On Friday 23 May 2014 12:28:39 Andrzej Krzemienski wrote:
2014-05-23 11:45 GMT+02:00 Andrey Semashev
: On Thursday 22 May 2014 18:55:24 Jonathan Jones wrote:
Hi folks,
Is there a timeframe for the release of Boost 1.56? The current 1.56
page
simply states that it's at an early stage in its release cycle (but it
has
said this for months).
http://www.boost.org/users/history/version_1_56_0.html
I'm asking in the context of Visual Studio 2013. Boost 1.55 is known to have issues with VS2013, which I'm hoping the 1.56 release would address.
+1
I'd like to know the current state of the release. What's left to be done? Any blockers? Is there anything I can do to help it?

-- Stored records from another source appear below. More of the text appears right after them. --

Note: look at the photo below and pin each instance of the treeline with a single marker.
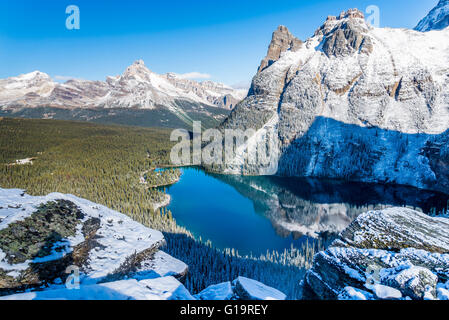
(104, 164)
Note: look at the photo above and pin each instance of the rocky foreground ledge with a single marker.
(395, 253)
(64, 247)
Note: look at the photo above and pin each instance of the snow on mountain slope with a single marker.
(437, 19)
(355, 102)
(165, 288)
(137, 87)
(32, 84)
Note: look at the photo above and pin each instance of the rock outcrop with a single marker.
(437, 19)
(240, 289)
(44, 237)
(281, 42)
(353, 102)
(382, 253)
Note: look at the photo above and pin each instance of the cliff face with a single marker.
(437, 19)
(396, 253)
(355, 102)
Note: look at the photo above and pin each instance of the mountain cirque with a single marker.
(45, 241)
(169, 100)
(353, 102)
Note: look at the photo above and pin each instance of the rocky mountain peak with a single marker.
(346, 34)
(437, 19)
(282, 41)
(138, 71)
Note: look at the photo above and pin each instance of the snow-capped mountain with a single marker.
(354, 102)
(437, 19)
(138, 88)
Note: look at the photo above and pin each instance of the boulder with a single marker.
(248, 289)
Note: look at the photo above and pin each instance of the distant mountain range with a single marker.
(354, 102)
(437, 19)
(138, 96)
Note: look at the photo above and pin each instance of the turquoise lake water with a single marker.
(256, 214)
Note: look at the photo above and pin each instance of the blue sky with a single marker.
(224, 39)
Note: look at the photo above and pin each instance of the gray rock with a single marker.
(282, 41)
(397, 248)
(414, 282)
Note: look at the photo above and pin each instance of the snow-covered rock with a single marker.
(248, 289)
(137, 87)
(386, 293)
(43, 237)
(63, 247)
(354, 102)
(383, 252)
(166, 288)
(240, 289)
(167, 100)
(222, 291)
(437, 19)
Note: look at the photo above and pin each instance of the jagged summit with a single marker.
(437, 19)
(138, 87)
(345, 34)
(354, 102)
(282, 41)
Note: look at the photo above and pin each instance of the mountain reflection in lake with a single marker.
(256, 214)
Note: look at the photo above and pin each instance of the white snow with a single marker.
(351, 293)
(166, 288)
(222, 291)
(435, 16)
(257, 290)
(386, 293)
(120, 236)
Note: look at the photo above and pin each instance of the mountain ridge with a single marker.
(355, 103)
(137, 97)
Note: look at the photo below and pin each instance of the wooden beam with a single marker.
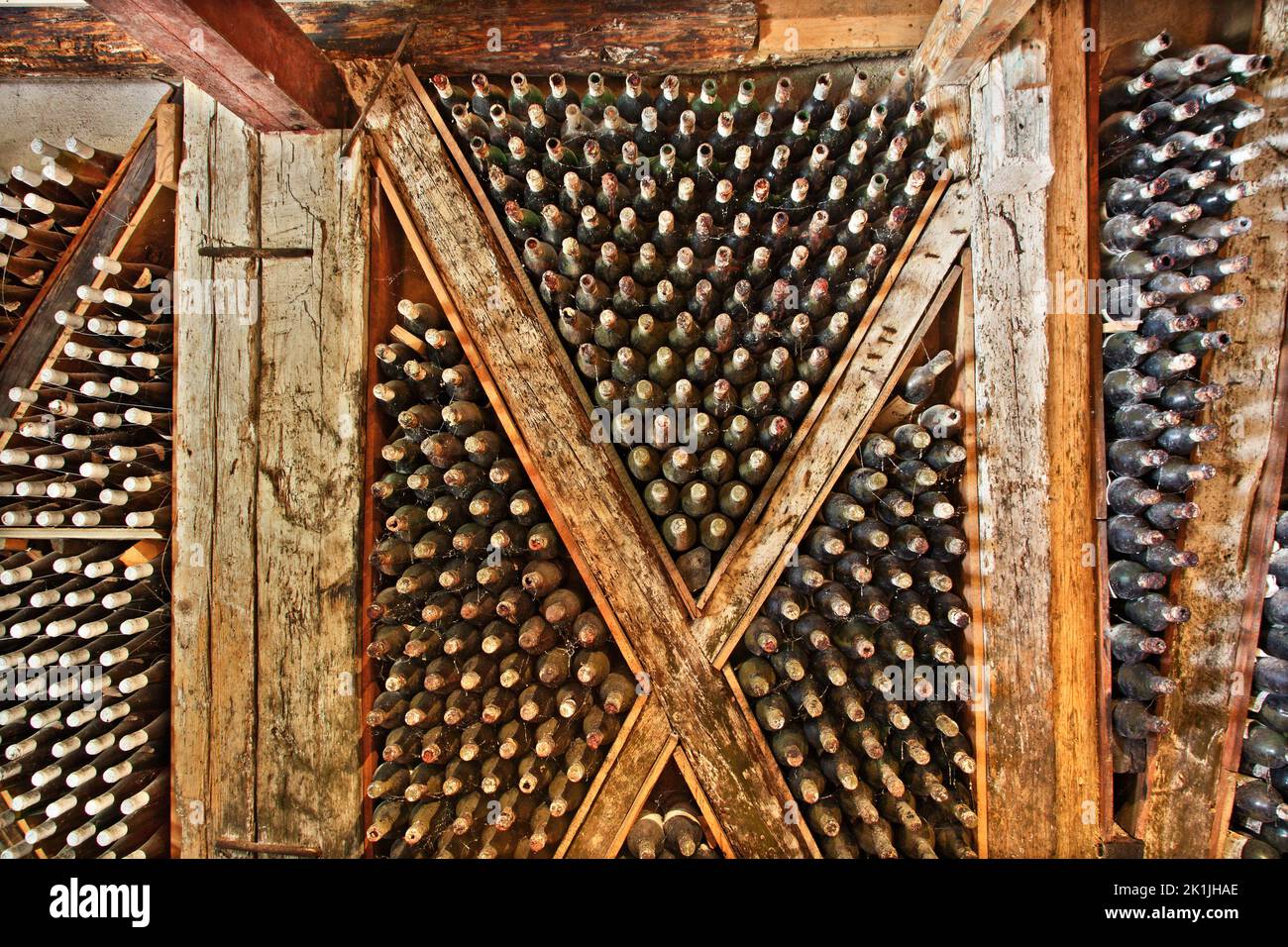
(842, 421)
(269, 399)
(531, 35)
(961, 38)
(1037, 510)
(518, 343)
(1186, 776)
(248, 54)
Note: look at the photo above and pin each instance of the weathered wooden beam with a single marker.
(529, 35)
(516, 342)
(961, 38)
(248, 54)
(1037, 510)
(1188, 785)
(269, 401)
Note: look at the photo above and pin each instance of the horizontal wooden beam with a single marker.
(570, 35)
(248, 54)
(961, 38)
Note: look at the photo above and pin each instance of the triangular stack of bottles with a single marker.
(85, 622)
(854, 667)
(1260, 817)
(42, 209)
(501, 686)
(704, 261)
(1168, 158)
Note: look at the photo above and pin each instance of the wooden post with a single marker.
(268, 454)
(249, 54)
(1033, 434)
(1188, 785)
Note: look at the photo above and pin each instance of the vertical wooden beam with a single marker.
(961, 38)
(268, 468)
(1232, 538)
(249, 54)
(1037, 512)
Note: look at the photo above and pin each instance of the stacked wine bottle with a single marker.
(40, 210)
(853, 669)
(85, 641)
(670, 826)
(502, 688)
(1168, 166)
(703, 261)
(1260, 818)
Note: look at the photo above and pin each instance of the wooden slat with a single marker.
(971, 578)
(309, 491)
(249, 54)
(535, 35)
(962, 37)
(603, 819)
(268, 403)
(772, 492)
(524, 356)
(748, 577)
(1232, 538)
(31, 341)
(1034, 483)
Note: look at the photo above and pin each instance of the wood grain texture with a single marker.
(535, 35)
(1034, 489)
(249, 54)
(961, 38)
(1232, 538)
(269, 388)
(518, 343)
(610, 810)
(309, 489)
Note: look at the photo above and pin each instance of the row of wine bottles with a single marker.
(85, 622)
(93, 447)
(84, 723)
(854, 668)
(704, 261)
(1168, 158)
(43, 205)
(1258, 826)
(502, 689)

It's starting to feel like the old days circa 1.34, I wouldn't like to see that happen again. If there is no Boost release in the forseeable future, should the library authors initiate their library independent releases?
From reading the instructions for Modular Boost maintenance ( https://svn.boost.org/trac/boost/wiki/StartModMaint) I gathered that it is already an encouraged practice. A commit in branch master is to be treated as the new release of your library -- and you can do it whenever you like, and use your own numbering convention.
Given that most libraries have dependencies, this is not the kind of release to be consumed by users (I wouldn't call it a release in the first place). If I want to release my library, I have to package it along with other Boost libs it depends on or state clearly how to obtain the required versions of these libs. How to make that "statement" is a big question that was discussed many times in this list, with no definitive answer. Would it count as a release if we just tag the Boost superproject master as 1.56? Is there more to it?